Carys Nelkon, Head of Programmes

I oversee all of our work with young people here at Arts Emergency. Our team and volunteers have done a lot of quick thinking and pivoting during this crisis. We’re doing everything we can to make sure that long term support is available for young people so that this crisis doesn’t put them at a further disadvantage. We want them to know that the future is still theirs for the taking.

A few ways we’ve been helping young people:

  • Mentoring has moved online and become more focussed on wellbeing, routine and keeping up with schoolwork. 82% of our mentees told us Arts Emergency has had a positive effect on their life during lockdown.
  • We’ve stepped up support for those experiencing really difficult circumstances.
  • We coordinated 72 online work experience placements across the UK at organisations including the BBC, Time Out and Curtis Brown literary agency. 96% of placement attendees feel confident that what they learnt during these placements will help them in the future.
  • Our monthly opportunity emails have included online courses, the internet’s best cultural content and extra support from our Network.
  • We recognised that young people found a lack of privacy when speaking with their mentors as a barrier during lockdown.
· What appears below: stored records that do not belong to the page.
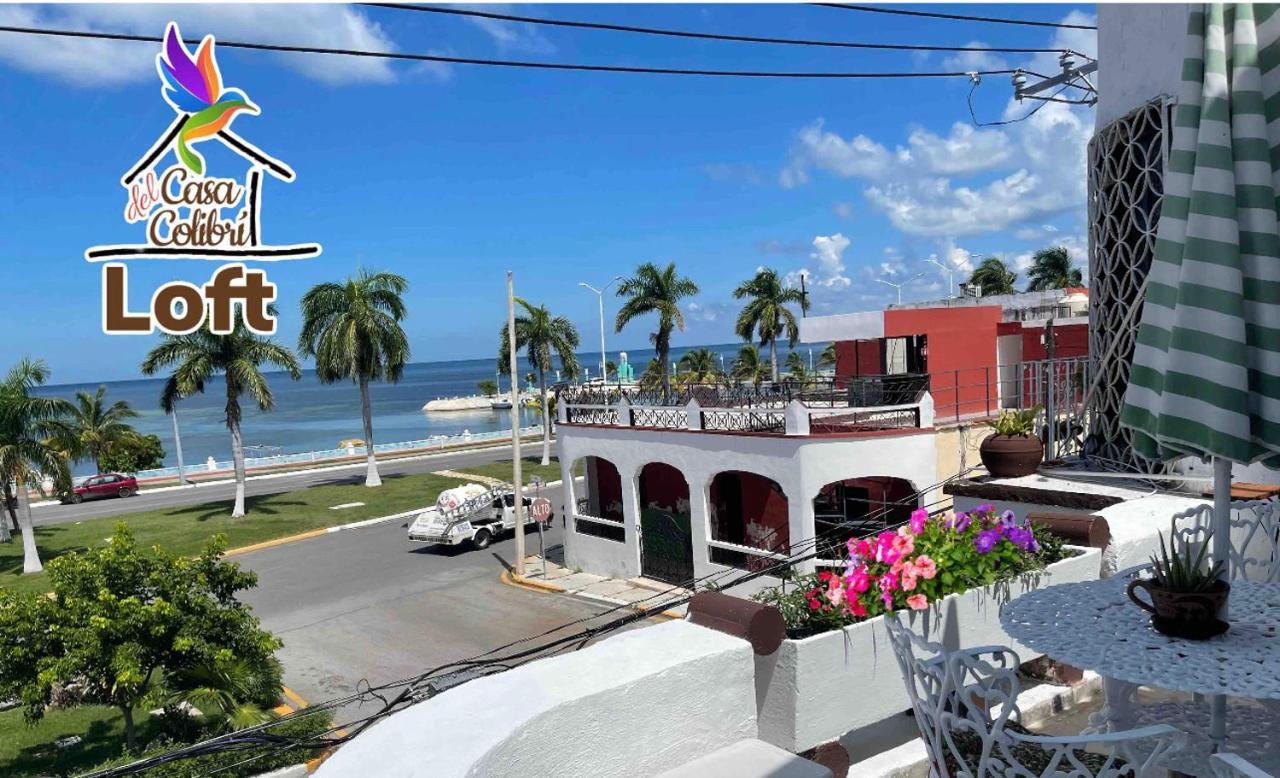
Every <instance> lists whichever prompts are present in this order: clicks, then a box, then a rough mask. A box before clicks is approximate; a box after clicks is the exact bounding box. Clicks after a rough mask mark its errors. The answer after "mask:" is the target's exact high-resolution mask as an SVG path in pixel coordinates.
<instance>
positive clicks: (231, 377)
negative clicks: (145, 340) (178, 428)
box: [142, 306, 302, 518]
mask: <svg viewBox="0 0 1280 778" xmlns="http://www.w3.org/2000/svg"><path fill="white" fill-rule="evenodd" d="M274 308H275V307H274V306H271V314H273V315H274V314H275V310H274ZM264 365H275V366H276V367H280V369H283V370H285V371H287V372H288V374H289V377H292V379H293V380H294V381H296V380H298V379H301V377H302V369H301V367H298V361H297V358H296V357H294V356H293V352H292V351H289V349H288V348H287V347H284V345H280V344H279V343H275V342H274V340H271V339H270V338H262V337H261V335H256V334H253V333H252V331H251V330H250V329H248V328H247V326H244V320H243V319H242V317H237V320H236V328H234V329H233V330H232V331H230V333H229V334H227V335H215V334H214V333H211V331H209V330H207V329H201V330H196V331H195V333H191V334H187V335H165V337H164V338H163V339H161V340H160V344H159V345H156V347H155V348H152V349H151V352H150V353H147V358H146V360H145V361H143V362H142V372H143V375H155V374H157V372H160V370H161V369H164V367H168V366H173V374H170V375H169V380H168V381H165V385H164V389H163V390H161V393H160V407H161V408H164V411H165V412H166V413H172V412H173V406H174V403H175V402H178V399H180V398H183V397H191V395H192V394H198V393H202V392H204V390H205V384H206V383H207V381H210V380H212V379H214V376H216V375H218V374H221V375H223V377H224V380H225V384H227V404H225V421H227V430H228V431H229V433H230V435H232V461H233V462H234V467H236V503H234V505H233V507H232V518H239V517H241V516H244V445H243V441H242V439H241V418H242V416H243V413H242V412H241V402H239V401H241V397H243V395H246V394H248V397H250V399H252V401H253V402H255V403H257V407H259V409H260V411H270V409H271V408H273V407H274V406H275V397H274V395H273V394H271V386H270V385H268V383H266V376H265V375H262V371H261V367H262V366H264Z"/></svg>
To help, we sent out over 40 headphones sets to assist with remote mentoring.
  • We’ve been collating and sharing reliable and up to date information on exams, school and higher education.
  • Hetty, our London Programme Officer, designed beautiful illustrated worksheets for mentor pairs.
  • We launched our Youth Collective, training seven inspiring young people to lead on advocacy and community building over the next 18 months.
  • We curated an online residency to help our young people to feel more confident, inspired and to encourage mental wellbeing. We heard from amazing speakers including Travis Alabanza, Amina Gichinga, Yomi Adegoke, Nicole Crentsil and Nikesh Shukla.
  • We're running regular careers-focused online workshops and Q&A sessions with 26 volunteer arts professionals.
  • We continue to connect our Young Community to the Arts Emergency Network through our Wish List, we’ve made 120 connections this year so far.
  • We’ve also sent out over 120 creative packs to young people across the country.
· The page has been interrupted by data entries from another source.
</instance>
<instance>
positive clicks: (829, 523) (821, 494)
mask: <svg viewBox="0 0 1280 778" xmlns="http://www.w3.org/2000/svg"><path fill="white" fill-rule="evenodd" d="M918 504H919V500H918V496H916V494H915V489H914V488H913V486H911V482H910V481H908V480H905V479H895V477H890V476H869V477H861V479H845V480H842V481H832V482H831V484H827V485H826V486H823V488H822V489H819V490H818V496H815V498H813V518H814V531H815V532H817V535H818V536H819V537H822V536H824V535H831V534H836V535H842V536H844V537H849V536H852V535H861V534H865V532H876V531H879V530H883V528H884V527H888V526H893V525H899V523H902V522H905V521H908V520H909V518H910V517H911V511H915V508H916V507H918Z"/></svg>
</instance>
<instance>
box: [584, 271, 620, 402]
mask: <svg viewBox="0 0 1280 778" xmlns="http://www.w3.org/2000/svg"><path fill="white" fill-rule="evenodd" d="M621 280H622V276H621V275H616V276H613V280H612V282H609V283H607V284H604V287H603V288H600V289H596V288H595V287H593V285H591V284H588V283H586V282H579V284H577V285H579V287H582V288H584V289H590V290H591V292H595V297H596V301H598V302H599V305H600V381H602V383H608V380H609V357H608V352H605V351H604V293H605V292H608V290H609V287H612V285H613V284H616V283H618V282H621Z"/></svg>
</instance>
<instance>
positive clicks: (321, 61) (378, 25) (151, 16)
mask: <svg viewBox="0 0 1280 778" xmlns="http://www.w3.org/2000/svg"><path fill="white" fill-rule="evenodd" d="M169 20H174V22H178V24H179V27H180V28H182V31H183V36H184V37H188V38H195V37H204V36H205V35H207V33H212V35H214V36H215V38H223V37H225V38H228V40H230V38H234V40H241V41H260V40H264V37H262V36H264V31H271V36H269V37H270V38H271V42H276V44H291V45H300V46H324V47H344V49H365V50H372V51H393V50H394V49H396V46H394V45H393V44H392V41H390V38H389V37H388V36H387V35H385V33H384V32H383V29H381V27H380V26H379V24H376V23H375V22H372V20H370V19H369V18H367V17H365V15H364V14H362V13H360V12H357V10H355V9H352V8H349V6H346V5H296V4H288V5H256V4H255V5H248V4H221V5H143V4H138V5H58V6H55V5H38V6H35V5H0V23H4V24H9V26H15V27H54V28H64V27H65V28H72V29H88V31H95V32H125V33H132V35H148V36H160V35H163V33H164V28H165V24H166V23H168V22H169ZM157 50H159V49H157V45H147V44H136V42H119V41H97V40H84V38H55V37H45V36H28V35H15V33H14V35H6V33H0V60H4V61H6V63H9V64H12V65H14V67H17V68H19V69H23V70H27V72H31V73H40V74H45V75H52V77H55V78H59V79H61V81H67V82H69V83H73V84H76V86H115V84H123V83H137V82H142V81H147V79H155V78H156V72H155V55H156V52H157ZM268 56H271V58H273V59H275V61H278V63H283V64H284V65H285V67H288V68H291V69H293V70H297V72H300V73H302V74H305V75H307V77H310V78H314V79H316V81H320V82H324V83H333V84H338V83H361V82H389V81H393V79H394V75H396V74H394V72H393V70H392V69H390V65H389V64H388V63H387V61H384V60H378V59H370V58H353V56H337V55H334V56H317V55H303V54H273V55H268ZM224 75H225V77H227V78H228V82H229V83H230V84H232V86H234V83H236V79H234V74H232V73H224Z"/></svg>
We’ve also been working hard to prepare for 2021, it’ll be our first year running a mentoring scheme in Merseyside and we’re also increasing nationwide by opening up mentoring to 18-25 year olds. In January, we’ll be working with more young people than ever before.

I am reminded time and again working at Arts Emergency of how strong we can be when we work together. Because of our network, we were able to deliver all these opportunities. At a time where nearly everything else was seemingly cancelled, our community has shown up.

I want to say a big thank you to all the volunteers, donors, mentors, teachers, staff and of course the young people who put their energy into making the world a more equitable and creative place. I hope that you feel proud to be part of Arts Emergency. It’s your organisation and we couldn’t exist without you. We’re here for the long haul and we’re going to continue to work towards a better world together.